Assume we are collecting dichotomous data (we record a negative observation as a $0$ and a positive one as a $1$) from some kind of physical process that acts as a fair coin flip except when there are two negative observations in a row ($00$) then the next observation will be a positive one ($1$).
An example of a possible data set would be
$$\{0,1,1,0,1,0,0,1,0,0,1,1,0,1,1,1,0 \}$$
one can notice that every two negative observations there always is a positive one but this pattern is quite difficult to catch with a statistical test.
What kind of tests exist to catch a dependency of this kind in the data?
You could do a $\chi^{2}$ test of uniformity on successive words of 3 bits- this would show that the 000 pattern was missing. A K-S test could also be used and might be more sensitive.

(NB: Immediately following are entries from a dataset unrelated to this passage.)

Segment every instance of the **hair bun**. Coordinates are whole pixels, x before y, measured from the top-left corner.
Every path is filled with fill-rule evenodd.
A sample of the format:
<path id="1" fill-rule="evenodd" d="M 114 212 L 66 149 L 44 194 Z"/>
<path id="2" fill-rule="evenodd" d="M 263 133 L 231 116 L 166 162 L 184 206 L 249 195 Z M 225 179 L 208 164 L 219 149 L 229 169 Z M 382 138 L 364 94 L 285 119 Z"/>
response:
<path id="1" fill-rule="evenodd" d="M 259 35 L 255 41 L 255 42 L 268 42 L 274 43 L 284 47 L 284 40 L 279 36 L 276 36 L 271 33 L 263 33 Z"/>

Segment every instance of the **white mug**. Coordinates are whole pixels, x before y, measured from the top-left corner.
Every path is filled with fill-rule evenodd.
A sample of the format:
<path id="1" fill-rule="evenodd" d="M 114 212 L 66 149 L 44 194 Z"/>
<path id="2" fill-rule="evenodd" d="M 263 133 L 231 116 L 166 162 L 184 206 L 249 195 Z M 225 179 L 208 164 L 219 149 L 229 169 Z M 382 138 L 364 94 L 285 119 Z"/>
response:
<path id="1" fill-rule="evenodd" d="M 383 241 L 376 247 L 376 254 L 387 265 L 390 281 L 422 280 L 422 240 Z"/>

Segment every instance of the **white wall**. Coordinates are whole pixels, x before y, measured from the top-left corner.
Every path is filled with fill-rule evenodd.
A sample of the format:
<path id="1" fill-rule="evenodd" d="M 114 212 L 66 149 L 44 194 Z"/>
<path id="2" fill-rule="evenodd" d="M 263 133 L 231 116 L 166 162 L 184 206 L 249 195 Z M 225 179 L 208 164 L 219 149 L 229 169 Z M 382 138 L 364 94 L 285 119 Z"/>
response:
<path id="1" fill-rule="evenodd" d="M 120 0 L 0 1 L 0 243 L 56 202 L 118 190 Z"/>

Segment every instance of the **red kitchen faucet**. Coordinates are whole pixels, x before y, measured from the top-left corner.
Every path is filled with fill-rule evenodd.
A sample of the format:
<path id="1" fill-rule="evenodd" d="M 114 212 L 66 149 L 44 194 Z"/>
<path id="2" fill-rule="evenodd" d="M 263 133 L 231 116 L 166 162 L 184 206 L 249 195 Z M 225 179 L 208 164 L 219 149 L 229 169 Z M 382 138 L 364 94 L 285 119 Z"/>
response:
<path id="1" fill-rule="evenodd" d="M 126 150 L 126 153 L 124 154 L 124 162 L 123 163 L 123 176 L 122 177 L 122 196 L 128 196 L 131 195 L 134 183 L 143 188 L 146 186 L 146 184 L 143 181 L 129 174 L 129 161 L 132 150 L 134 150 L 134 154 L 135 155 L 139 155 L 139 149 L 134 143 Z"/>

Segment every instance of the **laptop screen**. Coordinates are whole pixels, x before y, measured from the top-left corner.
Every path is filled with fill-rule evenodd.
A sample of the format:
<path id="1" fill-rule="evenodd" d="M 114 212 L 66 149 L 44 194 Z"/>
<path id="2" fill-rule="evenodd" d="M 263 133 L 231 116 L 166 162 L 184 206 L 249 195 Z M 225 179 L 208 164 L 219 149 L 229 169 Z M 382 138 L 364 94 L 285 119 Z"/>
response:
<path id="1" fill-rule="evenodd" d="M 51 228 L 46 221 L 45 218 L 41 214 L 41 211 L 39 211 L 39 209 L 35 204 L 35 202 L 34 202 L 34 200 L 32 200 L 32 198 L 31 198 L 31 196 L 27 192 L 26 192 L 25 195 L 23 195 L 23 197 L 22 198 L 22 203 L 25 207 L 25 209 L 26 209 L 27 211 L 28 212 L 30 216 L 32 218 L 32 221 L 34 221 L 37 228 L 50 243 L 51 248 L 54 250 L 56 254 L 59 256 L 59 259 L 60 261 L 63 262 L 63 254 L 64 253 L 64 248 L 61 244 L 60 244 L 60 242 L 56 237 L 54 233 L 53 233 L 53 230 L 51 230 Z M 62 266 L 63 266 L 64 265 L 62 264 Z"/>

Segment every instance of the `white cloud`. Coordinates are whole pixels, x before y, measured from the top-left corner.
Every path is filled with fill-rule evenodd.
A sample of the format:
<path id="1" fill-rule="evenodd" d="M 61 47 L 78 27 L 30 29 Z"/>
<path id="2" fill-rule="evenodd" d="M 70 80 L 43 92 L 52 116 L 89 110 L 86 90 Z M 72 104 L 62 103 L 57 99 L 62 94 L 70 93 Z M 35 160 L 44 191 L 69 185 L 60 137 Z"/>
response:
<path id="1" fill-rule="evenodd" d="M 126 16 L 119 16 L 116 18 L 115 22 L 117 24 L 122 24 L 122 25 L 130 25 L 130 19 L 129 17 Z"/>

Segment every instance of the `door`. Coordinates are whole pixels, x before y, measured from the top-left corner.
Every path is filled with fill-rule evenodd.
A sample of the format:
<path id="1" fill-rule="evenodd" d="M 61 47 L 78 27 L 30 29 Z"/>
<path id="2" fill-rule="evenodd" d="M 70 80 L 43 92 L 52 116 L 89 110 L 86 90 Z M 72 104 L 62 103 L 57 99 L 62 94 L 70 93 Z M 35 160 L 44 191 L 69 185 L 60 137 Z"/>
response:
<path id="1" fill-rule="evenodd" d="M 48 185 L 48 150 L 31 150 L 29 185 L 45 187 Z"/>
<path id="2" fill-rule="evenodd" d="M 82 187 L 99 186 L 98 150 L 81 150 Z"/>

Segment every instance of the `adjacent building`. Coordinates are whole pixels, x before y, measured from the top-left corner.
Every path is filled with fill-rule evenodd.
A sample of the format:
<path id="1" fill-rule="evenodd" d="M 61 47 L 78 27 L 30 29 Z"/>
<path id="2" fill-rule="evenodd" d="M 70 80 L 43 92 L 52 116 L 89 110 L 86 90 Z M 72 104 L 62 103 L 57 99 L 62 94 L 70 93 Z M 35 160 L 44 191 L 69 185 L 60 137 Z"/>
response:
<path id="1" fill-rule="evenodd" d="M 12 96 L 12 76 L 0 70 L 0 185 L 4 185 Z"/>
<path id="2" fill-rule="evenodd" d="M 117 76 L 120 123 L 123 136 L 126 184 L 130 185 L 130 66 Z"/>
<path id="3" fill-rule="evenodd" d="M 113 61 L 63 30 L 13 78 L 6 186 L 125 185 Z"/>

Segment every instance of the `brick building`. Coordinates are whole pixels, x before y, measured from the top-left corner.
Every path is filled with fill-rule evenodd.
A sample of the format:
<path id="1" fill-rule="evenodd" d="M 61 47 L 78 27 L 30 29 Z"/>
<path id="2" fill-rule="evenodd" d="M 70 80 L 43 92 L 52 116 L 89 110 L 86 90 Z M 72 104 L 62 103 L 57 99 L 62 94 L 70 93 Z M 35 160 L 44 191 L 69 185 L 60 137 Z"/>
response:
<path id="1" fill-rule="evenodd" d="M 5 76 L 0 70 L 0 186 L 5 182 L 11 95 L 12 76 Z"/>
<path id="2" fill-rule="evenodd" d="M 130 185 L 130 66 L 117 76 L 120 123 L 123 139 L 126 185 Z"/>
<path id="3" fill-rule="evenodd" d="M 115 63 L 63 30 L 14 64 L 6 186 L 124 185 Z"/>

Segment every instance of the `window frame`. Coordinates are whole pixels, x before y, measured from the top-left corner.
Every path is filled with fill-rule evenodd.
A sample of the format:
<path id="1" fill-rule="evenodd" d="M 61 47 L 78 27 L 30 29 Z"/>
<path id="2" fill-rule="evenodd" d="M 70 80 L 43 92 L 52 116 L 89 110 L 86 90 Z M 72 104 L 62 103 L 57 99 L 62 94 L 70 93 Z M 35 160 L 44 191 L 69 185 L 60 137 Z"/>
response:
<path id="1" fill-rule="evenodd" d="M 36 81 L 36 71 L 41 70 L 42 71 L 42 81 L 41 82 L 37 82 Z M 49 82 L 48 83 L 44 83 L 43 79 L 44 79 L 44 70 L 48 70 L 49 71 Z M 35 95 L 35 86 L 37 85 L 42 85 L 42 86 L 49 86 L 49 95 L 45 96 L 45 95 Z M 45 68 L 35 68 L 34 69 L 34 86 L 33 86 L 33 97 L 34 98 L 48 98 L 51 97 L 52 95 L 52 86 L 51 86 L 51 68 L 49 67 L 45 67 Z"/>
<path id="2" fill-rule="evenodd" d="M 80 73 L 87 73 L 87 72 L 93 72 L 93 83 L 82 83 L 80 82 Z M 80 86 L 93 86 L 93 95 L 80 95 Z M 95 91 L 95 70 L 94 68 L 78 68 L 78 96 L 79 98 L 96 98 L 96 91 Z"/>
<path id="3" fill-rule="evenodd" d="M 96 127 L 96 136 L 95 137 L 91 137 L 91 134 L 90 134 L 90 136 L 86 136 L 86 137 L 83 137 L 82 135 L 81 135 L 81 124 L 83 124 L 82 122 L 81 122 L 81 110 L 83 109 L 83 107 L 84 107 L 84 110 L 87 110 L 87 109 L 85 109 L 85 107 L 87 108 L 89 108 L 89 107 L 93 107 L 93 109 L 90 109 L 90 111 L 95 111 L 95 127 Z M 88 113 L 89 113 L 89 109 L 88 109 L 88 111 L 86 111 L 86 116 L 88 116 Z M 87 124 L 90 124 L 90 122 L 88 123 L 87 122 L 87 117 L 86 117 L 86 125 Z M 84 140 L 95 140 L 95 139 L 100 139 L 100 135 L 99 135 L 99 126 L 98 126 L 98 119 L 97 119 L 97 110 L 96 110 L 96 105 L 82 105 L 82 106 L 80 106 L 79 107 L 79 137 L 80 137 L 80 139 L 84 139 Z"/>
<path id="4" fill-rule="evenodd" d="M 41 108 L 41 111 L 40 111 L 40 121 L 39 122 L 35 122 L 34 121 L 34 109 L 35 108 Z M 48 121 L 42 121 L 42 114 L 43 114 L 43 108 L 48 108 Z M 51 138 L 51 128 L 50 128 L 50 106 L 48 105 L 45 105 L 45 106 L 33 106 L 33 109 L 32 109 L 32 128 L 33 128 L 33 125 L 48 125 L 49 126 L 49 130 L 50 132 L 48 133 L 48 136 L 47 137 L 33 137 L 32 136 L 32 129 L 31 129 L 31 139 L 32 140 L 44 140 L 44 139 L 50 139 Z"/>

To perform this text, break the original sequence of 0 and 1 bits up into 3-bit words:
$011010011010100 \; ... \rightarrow 011 \; 010 \; 011 \; 010 \; 100 \; ... $
Then count the number of words of each of the 8 possible types: $N_{000}$, $N_{001}$, $N_{010}$, $N_{011}$, $\ldots$, $N_{111}$. Let $M$ be the total number of 3-bit words.
The $\chi^{2}$ statistic is
$\chi^{2}_{\mbox{obs}}= \sum_{i=000}^{111} \frac{(N_{i}-E_{i})^{2}}{E_{i}}$
where $E_{i}=M/8$, $i=000, \; \ldots, \; 111$.
Under the null hypothesis that all of the words are equally likely, the $\chi^{2}$ statistic should have a $\chi^{2}$ distribution with $8-1=7$ degrees of freedom. If the test statistic exceeds the 95th %-ile of this $\chi^{2}$ distribution then we reject the null hypothesis.
You can extend this to words of 4 or more bits if you're looking for more complicated dependencies.